Few topics are surrounded with as much controversy and debate as the teaching of creationism in high and middle school science classrooms. The U.S. state of Indiana is in the process of pushing a bill that would ensure the teaching of creationism in science classrooms throughout the state. Indiana, unfortunately, is not the first or only state to encourage the incorporation of creationism into their academic syllabus.
I should preface my strong-opinion-laden text by informing you all that I have a bachelor’s degree in Anthropology – so evolutionary biology is something that I have a strong stance on. Before anyone starts touting me as a biased uninformed atheist nut-bag (you know who you are), I took throughout my many years of education, many religion courses as well – so I do know where the creationist theory comes from, who put it there, and what creationists have (or don’t have) to base their story on.
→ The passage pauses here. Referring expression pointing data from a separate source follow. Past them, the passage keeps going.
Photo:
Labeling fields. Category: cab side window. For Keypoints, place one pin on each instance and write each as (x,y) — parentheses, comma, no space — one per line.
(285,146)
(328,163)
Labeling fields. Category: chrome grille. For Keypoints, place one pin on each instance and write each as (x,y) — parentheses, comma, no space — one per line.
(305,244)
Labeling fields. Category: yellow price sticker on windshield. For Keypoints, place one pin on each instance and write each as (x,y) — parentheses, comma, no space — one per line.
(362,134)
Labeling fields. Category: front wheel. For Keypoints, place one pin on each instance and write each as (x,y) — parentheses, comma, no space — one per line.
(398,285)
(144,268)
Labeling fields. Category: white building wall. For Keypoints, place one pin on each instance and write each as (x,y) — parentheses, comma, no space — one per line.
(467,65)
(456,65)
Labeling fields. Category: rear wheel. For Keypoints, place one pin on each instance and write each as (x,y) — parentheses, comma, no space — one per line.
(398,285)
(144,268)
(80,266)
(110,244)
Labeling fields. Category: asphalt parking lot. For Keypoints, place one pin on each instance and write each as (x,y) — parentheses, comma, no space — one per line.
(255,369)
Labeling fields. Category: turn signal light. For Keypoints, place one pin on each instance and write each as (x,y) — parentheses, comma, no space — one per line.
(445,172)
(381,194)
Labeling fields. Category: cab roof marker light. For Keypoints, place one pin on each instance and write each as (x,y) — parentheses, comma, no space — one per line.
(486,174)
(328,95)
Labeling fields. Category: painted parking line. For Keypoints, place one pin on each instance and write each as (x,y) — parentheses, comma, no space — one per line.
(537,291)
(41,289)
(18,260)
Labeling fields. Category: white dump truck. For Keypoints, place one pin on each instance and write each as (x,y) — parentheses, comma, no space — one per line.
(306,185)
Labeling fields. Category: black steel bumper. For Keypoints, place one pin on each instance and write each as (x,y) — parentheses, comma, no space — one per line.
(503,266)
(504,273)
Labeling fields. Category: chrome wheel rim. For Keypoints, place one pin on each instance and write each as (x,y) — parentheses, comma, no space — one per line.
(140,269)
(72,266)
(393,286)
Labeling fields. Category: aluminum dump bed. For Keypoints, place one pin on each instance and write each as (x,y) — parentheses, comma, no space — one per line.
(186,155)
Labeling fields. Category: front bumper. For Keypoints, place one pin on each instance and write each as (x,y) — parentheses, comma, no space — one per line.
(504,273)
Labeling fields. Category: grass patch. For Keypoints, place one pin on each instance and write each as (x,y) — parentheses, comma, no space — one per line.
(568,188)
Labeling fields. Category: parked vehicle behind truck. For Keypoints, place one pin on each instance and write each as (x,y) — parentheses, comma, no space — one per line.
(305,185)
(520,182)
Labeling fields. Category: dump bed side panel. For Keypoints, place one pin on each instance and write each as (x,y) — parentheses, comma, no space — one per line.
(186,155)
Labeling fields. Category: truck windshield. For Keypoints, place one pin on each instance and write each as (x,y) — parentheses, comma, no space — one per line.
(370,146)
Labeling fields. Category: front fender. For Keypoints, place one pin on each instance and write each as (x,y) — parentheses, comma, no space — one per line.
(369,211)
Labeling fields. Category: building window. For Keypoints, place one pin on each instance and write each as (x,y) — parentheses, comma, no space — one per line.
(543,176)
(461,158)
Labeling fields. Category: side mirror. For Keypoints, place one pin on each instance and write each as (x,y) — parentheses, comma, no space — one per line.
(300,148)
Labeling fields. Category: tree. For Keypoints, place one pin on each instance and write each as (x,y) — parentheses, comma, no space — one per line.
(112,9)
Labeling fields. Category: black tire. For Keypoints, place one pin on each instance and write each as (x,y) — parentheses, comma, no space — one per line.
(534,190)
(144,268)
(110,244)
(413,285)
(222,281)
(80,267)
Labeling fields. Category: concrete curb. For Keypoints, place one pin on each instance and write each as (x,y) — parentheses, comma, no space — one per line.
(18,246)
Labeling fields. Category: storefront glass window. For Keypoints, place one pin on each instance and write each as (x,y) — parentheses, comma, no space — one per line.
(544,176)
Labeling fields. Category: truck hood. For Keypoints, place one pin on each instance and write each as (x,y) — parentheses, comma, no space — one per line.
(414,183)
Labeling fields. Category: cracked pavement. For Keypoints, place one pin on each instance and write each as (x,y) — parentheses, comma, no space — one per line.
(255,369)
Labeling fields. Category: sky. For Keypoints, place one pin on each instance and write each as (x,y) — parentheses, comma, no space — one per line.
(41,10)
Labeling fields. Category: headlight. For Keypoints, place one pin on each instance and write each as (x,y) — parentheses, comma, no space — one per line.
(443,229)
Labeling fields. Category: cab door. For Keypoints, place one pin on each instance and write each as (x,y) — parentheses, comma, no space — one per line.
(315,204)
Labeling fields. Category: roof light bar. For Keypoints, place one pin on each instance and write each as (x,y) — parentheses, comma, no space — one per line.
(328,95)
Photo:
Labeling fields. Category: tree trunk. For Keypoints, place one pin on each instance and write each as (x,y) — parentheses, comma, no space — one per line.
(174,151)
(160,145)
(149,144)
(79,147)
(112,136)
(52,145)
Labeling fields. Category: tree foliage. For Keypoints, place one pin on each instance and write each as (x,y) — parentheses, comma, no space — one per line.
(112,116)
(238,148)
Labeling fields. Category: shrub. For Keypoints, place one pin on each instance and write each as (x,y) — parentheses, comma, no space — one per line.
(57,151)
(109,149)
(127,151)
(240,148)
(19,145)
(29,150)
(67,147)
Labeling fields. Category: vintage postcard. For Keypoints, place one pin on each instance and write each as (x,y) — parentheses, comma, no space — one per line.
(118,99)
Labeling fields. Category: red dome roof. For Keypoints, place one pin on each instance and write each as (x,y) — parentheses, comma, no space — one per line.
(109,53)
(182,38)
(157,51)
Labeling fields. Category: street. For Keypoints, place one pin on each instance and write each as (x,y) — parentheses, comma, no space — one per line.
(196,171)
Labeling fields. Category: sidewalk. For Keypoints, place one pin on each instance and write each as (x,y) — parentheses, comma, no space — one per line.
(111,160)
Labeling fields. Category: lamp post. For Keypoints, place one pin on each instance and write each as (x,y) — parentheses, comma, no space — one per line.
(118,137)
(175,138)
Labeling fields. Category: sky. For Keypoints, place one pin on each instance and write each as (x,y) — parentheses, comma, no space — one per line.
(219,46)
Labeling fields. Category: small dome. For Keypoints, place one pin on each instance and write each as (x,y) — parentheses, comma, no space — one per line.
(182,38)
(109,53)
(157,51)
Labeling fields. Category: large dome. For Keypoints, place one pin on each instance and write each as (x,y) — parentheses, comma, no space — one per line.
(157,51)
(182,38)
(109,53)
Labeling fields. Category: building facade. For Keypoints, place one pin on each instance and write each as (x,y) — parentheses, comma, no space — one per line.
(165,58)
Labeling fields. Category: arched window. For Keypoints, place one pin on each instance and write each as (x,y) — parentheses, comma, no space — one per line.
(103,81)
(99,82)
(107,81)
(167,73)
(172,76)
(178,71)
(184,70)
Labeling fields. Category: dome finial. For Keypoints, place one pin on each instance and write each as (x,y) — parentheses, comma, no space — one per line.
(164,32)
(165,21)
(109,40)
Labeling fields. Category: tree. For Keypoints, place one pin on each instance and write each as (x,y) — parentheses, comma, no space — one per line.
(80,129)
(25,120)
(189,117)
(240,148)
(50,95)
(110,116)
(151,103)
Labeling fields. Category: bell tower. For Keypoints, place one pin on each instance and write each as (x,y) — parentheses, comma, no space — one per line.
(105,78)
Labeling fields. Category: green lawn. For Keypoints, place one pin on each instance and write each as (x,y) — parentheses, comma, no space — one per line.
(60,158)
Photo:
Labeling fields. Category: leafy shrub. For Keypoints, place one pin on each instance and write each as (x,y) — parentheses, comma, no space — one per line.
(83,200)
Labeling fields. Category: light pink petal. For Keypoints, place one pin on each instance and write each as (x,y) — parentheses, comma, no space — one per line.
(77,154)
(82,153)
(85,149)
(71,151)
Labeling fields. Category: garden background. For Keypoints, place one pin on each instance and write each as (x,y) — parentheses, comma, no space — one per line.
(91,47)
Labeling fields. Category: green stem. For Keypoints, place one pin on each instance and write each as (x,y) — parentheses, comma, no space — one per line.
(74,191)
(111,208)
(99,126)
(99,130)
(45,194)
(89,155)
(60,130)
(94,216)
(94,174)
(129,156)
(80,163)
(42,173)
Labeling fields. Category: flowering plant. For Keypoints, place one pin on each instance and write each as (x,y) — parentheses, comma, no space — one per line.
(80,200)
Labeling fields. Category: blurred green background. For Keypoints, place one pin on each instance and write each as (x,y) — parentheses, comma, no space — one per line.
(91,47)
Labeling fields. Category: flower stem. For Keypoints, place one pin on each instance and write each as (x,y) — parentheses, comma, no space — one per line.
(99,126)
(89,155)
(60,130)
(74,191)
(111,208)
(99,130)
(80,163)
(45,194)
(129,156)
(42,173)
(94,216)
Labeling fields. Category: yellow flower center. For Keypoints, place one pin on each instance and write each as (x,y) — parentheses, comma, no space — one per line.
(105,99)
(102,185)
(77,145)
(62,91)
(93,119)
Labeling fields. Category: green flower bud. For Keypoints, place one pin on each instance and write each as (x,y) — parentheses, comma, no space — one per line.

Firstly, let us all agree that there is nothing wrong with the teaching of the origins and base of modern religions. But let’s call a spade a spade – religion is not science, as much as science is not religion. I don’t come to your church to talk about the awesomeness that is an earthworm’s reproductive system, so don’t come to my science room and tell me that god created the earth in seven days. Science, or in this case more specifically, evolutionary biology, is based on factual evidence – namely fossil, comparative, and molecular/DNA evidence, in this case.
Creationists often claim that their evidence is two-fold: direct evidence (the Book of Genesis), and indirect evidence (all evidence that refutes evolution). You want to base a legitimate “scientific theory” on one book, really? Well in that case, I have this wonderful book that proves the existence of vampires: have you heard of Twilight?! Regarding their indirect evidence, by a creationist’s definition, the lack of transitional fossils refutes evolution: 1) what about the existence of fossils in the first place, 2) what about the fact that new fossils are being discovered constantly? While the fossil record and comparative science (the study of animal morphology and our physiological relation to one another) used to be large parts of the evolutionary theory’s fact-base, the advent of molecular research and genetics has come to support the theory magnificently.
While I could go on forever about the technical aspects of the subject matter at hand, let us get back to the current issue. Creationism in school? Fine, but place it in the correct context – a religion course. I encourage critical thinking in the young generation, and I trust that the evolutionary theory will continue to grow as more evidence is brought to light, but if you want to bring the Bible into a biology course, I’m bringing Tolkien into history class.
P.S. For those who claim that evolution is just a “theory”: in scientific milieus, the word “theory” is the same as the mathematical term “theorem”, it is regarded as fact, NOT mere conjecture.